Much before the 2008 wake-up call, Endurance had adopted the Japanese philosophy of Total Productive Maintenance (TPM) in 2005 to improve the efficiency of its plants. TPM guru Sueo Yamaguchi from Japan Institute of Plant Maintenance worked with the company between 2005 and 2010 to ensure its successful implementation. “TPM is all about eliminating losses on your shop floors, increasing original equipment efficiency and involving everyone in the task — from the MD right down to the worker,” Jain says. “Our strategy is to maximise the operational efficiency, which means developing world-class products.” 

Rajiv Chawla Chairman, Jairaj GroupNew frontiers
The focus at Endurance now is to get it right the first time. Towards meeting this goal, it has invested 45 crore in setting up a 29-acre test track in Aurangabad, which will be ready by early 2018. Company engineers can fine-tune the products for the client right there. Endurance already has a tuning van that can travel to the OEMs plants to tune the components, and freeze the design. “This reduces the lead time. Earlier, it would take two to three months for manufacturers to make their products ready for launch. Now, it can be done in a matter of two or three days,” says Ravi Kharul, chief technology officer, Endurance. Normally, the company spends 1.5% to 2% of its domestic revenue on R&D. This year, that number could be anywhere between 2.5%-3%, given costs incurred on the test track. 
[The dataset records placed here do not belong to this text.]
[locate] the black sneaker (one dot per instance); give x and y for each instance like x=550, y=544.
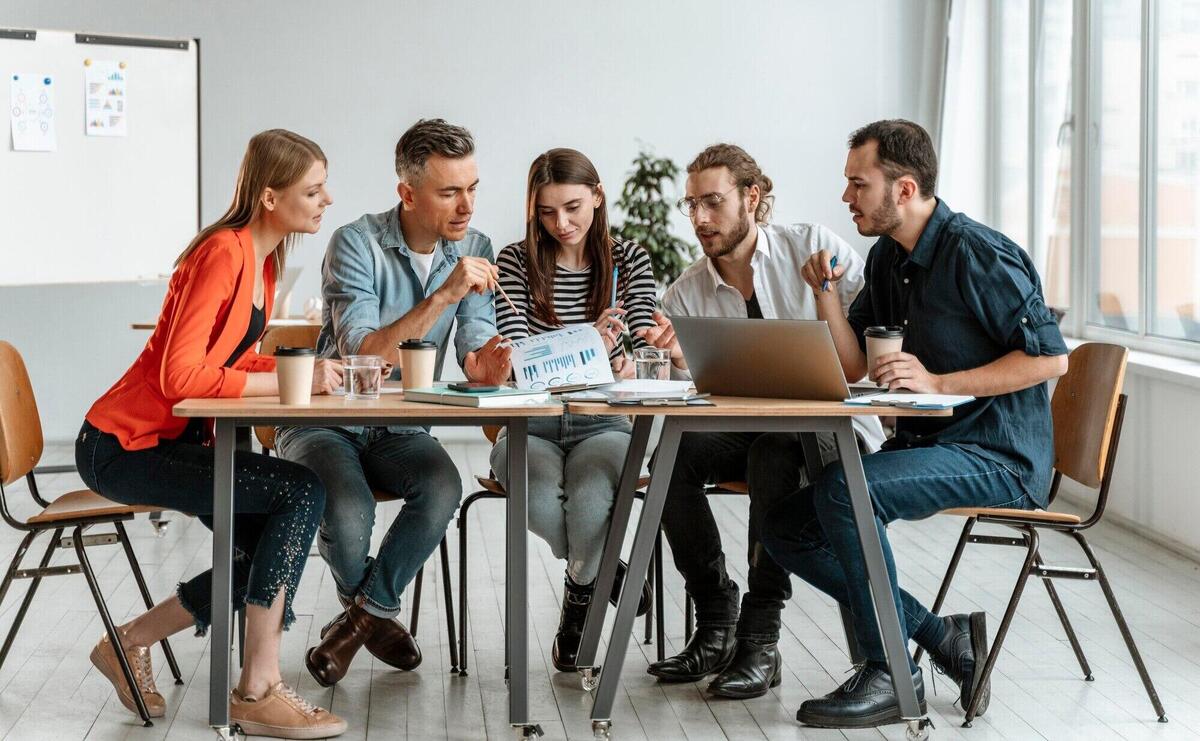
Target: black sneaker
x=961, y=655
x=865, y=700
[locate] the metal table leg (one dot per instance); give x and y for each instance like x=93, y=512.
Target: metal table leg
x=516, y=622
x=619, y=522
x=222, y=578
x=877, y=573
x=639, y=561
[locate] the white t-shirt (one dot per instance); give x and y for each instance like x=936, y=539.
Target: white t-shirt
x=423, y=264
x=780, y=251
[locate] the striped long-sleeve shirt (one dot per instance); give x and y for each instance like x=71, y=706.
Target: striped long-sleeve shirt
x=635, y=287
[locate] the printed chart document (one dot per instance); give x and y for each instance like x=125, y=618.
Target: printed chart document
x=31, y=106
x=565, y=357
x=916, y=401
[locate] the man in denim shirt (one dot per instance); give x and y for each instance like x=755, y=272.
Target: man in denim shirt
x=976, y=324
x=408, y=272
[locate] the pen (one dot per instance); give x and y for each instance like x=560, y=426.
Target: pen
x=833, y=264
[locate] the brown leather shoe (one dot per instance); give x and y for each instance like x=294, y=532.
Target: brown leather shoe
x=390, y=643
x=103, y=657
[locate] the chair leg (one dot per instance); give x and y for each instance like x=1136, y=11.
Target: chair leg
x=1066, y=626
x=949, y=577
x=659, y=591
x=241, y=637
x=145, y=597
x=33, y=586
x=417, y=601
x=1123, y=626
x=687, y=616
x=462, y=594
x=1031, y=538
x=448, y=597
x=113, y=633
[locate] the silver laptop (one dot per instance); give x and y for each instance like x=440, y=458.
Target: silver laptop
x=762, y=357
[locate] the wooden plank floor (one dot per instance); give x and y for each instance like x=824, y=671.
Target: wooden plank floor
x=49, y=691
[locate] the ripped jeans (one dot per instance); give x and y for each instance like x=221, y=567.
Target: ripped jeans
x=277, y=506
x=813, y=532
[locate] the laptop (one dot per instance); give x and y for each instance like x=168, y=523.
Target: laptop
x=780, y=359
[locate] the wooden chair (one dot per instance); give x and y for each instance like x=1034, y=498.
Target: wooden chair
x=1087, y=410
x=491, y=488
x=306, y=337
x=21, y=449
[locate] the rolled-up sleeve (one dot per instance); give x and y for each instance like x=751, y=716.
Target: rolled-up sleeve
x=477, y=312
x=348, y=289
x=997, y=287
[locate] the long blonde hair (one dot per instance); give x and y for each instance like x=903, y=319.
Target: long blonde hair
x=275, y=158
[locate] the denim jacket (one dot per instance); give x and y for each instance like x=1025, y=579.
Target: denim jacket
x=369, y=282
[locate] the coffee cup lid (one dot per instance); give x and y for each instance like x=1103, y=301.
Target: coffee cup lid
x=886, y=332
x=418, y=344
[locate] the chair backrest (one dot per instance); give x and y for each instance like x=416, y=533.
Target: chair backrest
x=1085, y=411
x=303, y=336
x=21, y=427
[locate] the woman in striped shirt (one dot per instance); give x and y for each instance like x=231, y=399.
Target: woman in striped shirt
x=563, y=273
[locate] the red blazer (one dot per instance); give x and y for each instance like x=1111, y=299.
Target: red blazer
x=204, y=318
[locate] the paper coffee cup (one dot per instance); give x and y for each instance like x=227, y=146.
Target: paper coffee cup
x=882, y=341
x=293, y=368
x=417, y=361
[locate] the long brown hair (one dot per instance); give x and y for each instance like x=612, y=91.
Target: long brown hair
x=275, y=158
x=564, y=166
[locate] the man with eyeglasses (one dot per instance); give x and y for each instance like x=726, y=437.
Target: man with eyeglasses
x=750, y=269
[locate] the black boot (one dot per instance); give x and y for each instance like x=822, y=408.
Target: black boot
x=576, y=598
x=961, y=655
x=755, y=668
x=643, y=600
x=865, y=700
x=708, y=651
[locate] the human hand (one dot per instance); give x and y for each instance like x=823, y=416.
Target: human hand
x=491, y=363
x=904, y=371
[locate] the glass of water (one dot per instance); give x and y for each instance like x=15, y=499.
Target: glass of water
x=363, y=375
x=652, y=363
Analysts reckon that over FY17-19, the company is slated to grow at 11% driven by a revival in the two-wheeler industry after a dull phase during the past four years. However, net profit is expected to grow at a much faster clip of 23%  over the same period, driven by better margins. “Some of the products that will drive this margin expansion are oil and gas shock absorbers, anti-lock braking systems and paper-based clutch assemblies where realisations are higher. The realisations are 2x-3x higher over conventional products,” points out Sneha Prashant, analyst, HDFC Securities. The technology tie-ups, such as that with the Austrian company WP Performance Systems for suspension systems, have given Endurance a competitive edge. For instance, it is the only supplier of inverted front forks suspension systems in India.

 To make sure that his company’s products offer the best technology, Jain says it was essential to forge technical know-how relationships with global players such as WP Performance Systems for suspension products and Adler for transmission products. Starting from 2013, Endurance has entered into technology tie-ups in each of its proprietary product segments, such as suspension, braking and transmission. 

Over the years, Endurance Technologies has created a strong franchise, which puts the company in an enviable position where various growth drivers seem to be on the verge of kick-starting together. The terrain has always been challenging, but through its processes it has always emerged stronger. There is no guarantee that the rest of the ride would be any smooth. However, Jain says, “At Endurance, we are used to uncertainty.”